Principales batailles
Bataille de Wissembourg (4 août 1870)
Bataille de Frœschwiller-Wœrth ou bataille de Reichshoffen (6 août 1870)
Bataille de Forbach-Spicheren (6 août 1870)
Bataille de Borny (14 août 1870)
Bataille de Mars-la-Tour (16 août 1870)
Bataille de Saint-Privat ou bataille de Gravelotte (18 août 1870)
Bataille de Bazeilles (31 août-1er septembre 1870)
Bataille de Nompatelize (2 septembre 1870)
Bataille de Sedan (1er au 3 septembre)
Siège de Strasbourg (23 août-28 septembre 1870)
Bataille de Châteaudun (18 octobre 1870)
Siège de Metz (20 août-28 octobre 1870)
Première bataille de Dijon (30 octobre 1870)
Bataille d’Orléans, première période (11 octobre – 5 novembre 1870)
Bataille de Coulmiers (9 novembre 1870)
Bataille d’Amiens (1870) ou bataille de Villers-Bretonneux (27 novembre 1870)
Bataille de Loigny (2 décembre 1870)
Bataille d’Orléans, seconde période (2-4 décembre 1870)
Bataille de Coulmiers (9 novembre 1870)
Bataille d’Amiens (1870) ou bataille de Villers-Bretonneux (27 novembre 1870)
Bataille de Loigny (2 décembre 1870)
Bataille d’Orléans, seconde période (2-4 décembre 1870)
Deuxième bataille de Dijon (18 décembre 1870)
Bataille de l’Hallue ou bataille de Pont-Noyelles (23-24 décembre 1870)
Bataille de Bapaume (1871) (3 janvier 1871)
Siège de Péronne (1871) (27 décembre-10 janvier 1871)
Bataille de Villersexel (8-9 janvier 1871)
Bataille du Mans (11-12 janvier 1871)
Troisième bataille de Dijon (14 janvier 1871)
Bataille de la Lizaine ou bataille d’Héricourt (14-18 janvier 1871)
Bataille de Saint-Quentin (1871) (19 janvier 1871)
Siège de Paris (17 septembre 1870 – 26 janvier 1871) et chronologie du siège
Siège de Belfort (3 novembre 1870 – 18 février 1871)

Les pertes humaines
Côté allemand
Cette guerre fit 45 000 morts dans les rangs de l’armée prussienne et 90 000 blessés.

L’armée allemande eut des pertes très lourdes pendant cette campagne. Bien que victorieuse dans la quasi-totalité des combats, elle y perdit souvent plus de soldats que la France. La victoire prussienne de la bataille de Saint Privat où les Allemands eurent 20 000 tués, blessés et disparus contre 12 000 Français, est bien représentative. De plus les Allemands progressaient à travers un pays résolument hostile : l’action des francs-tireurs fut très forte et entraîna une psychose dans l’armée allemande.

Côté français
Elle coûta à la France 139 000 morts (au combat ou de maladie), 143 000 blessés et 320 000 malades.
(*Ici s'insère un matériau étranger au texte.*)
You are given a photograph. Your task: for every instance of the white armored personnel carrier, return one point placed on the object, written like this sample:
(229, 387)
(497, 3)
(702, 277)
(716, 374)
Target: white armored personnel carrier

Ces chiffres comprennent aussi les civils touchés par les bombardements, la famine et les tragédies telle celle du camp de Conlie.
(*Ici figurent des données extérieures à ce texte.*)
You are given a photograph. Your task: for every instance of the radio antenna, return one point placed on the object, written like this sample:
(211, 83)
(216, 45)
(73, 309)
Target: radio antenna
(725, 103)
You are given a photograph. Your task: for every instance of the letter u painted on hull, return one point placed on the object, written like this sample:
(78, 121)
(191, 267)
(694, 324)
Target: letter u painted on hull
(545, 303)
La variole a aussi ravagé les deux armées. Cependant, les Prussiens, qui connaissaient l’efficacité du rappel antivariolique, ont eu nettement moins de pertes dues à cette maladie. En effet, sur 8 500 Prussiens contaminés, 450 en sont morts (5 %), alors que les Français qui ne connaissaient pas la nécessité du rappel du vaccin ont eu 125 000 contaminations et 23 500 décès (19 %).